Collaring loose animals
North Glengarry is considering broadening its animal control by-law which, in its current state, deals only with dogs.
At last Wednesday’s Committee of the Whole meeting in Alexandria, the Township’s Director of Building, By-Laws and Planning, Jacob Rheaume, said that a new by-law is needed to deal with other animal problems.
“In recent years, the Township’s By-law Department has received multiple complaints concerning other animals running at large, on public places, on neighbouring properties and road allowances,” he said. “These animals include cows, horses, pigs, mostly farm animals that are not being kept in proper enclosures.”
Mr. Rheaume says that by-law officers are stymied when they deal with such situation as there is no law on the books that tells them what to do with animals other than dogs. Usually, they simply call the Ontario Provincial Police but, according to Mr. Rheaume, officers don’t quite know what to do either.

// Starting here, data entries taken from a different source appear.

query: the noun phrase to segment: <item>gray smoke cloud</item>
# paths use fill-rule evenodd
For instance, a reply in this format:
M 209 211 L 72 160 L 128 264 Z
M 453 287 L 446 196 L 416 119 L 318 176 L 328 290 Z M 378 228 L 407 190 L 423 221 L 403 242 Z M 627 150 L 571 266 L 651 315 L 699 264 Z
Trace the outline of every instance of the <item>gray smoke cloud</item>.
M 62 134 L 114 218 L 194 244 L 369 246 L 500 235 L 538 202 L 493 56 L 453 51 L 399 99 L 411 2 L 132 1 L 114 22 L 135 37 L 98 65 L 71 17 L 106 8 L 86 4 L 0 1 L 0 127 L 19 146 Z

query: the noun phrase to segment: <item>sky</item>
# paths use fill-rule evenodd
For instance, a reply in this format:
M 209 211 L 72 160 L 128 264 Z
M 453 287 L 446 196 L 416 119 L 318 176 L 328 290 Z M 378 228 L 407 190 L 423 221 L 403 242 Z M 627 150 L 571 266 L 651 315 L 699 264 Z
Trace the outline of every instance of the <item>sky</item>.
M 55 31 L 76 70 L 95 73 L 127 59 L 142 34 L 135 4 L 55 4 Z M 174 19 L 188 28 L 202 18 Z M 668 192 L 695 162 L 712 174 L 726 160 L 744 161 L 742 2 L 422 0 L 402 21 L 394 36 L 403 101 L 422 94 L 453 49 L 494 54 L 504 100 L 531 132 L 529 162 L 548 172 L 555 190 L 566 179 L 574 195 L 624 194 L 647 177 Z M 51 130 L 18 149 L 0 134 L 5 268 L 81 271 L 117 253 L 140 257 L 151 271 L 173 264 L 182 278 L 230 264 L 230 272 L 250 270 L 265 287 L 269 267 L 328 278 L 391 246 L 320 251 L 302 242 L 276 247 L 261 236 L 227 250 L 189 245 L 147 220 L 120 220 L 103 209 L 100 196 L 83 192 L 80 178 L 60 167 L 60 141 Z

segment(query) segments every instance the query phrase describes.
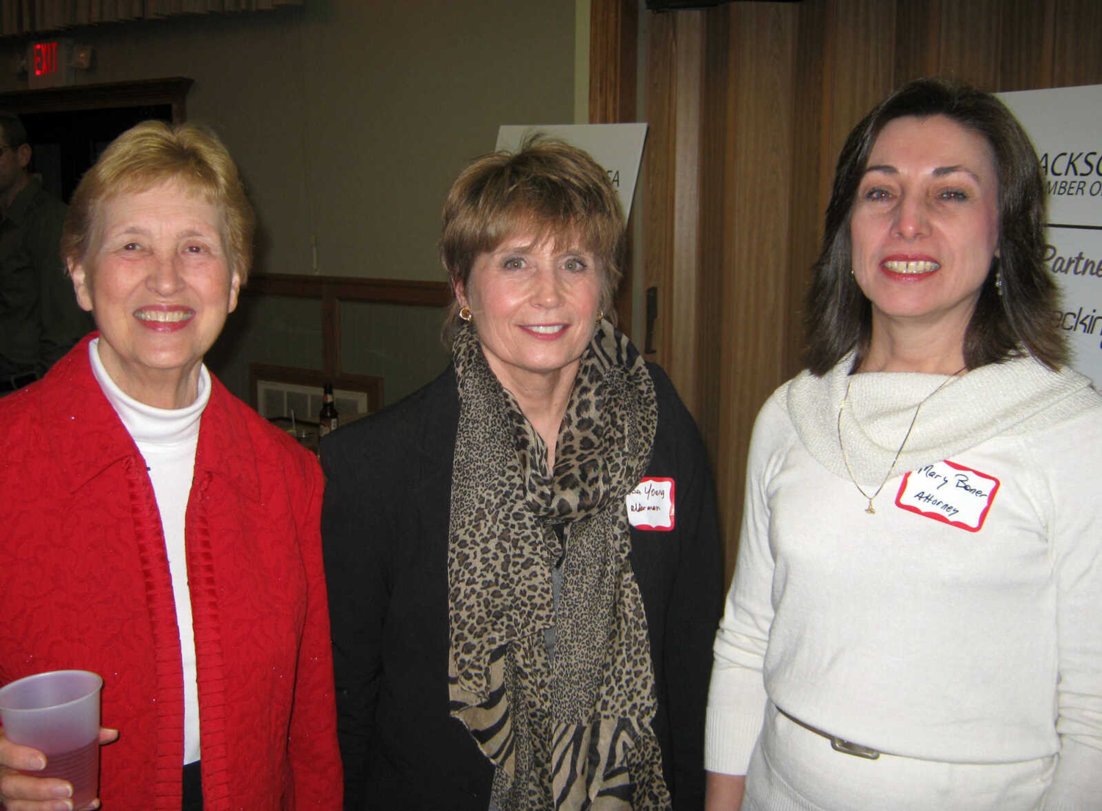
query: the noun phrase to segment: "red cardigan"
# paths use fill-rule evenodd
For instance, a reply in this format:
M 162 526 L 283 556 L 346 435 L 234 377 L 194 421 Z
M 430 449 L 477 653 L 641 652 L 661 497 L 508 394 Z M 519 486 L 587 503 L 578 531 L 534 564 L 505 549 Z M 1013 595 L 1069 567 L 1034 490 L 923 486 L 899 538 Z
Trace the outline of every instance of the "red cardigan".
M 89 336 L 0 399 L 0 684 L 104 677 L 105 811 L 180 811 L 180 635 L 145 465 Z M 341 807 L 316 461 L 212 378 L 186 512 L 205 811 Z

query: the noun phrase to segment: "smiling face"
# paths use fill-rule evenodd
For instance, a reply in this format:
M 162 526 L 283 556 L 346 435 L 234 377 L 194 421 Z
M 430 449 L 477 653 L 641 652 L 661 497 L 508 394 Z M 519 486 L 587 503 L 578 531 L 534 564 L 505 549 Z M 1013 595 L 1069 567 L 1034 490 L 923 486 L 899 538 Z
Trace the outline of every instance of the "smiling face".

He said that a new proposed by-law would allow by-law enforcement officers to not only issue verbal or written notices to property owners, it would also permit them to seize animals that are “deemed to be running at large.” The animals would then be turned over to a poundkeeper who would provide sufficient enclosures for the animals.
According to the by-law, Ian Fraser would be poundkeeper with Millan MacPherson as alternate poundkeeper. The by-law also provides a fine schedule. There is a $200 penalty for failing to take immediate measures to prohibit animals from running at large and a $350 fine for anyone interfering with an officer or agent “in lawful exercise of powers or duties.”
There are $250 set fines for permitting an animal to run at large, for failing to provide proper measures to contain an animal, and for failing to keep enclosures in good repair.
GREENER GRASS: While the grass always seems greener on the other side of the fence, these wandering animals may soon be corralled by North Glengarry bylaw enforcers when a new rule goes into effect.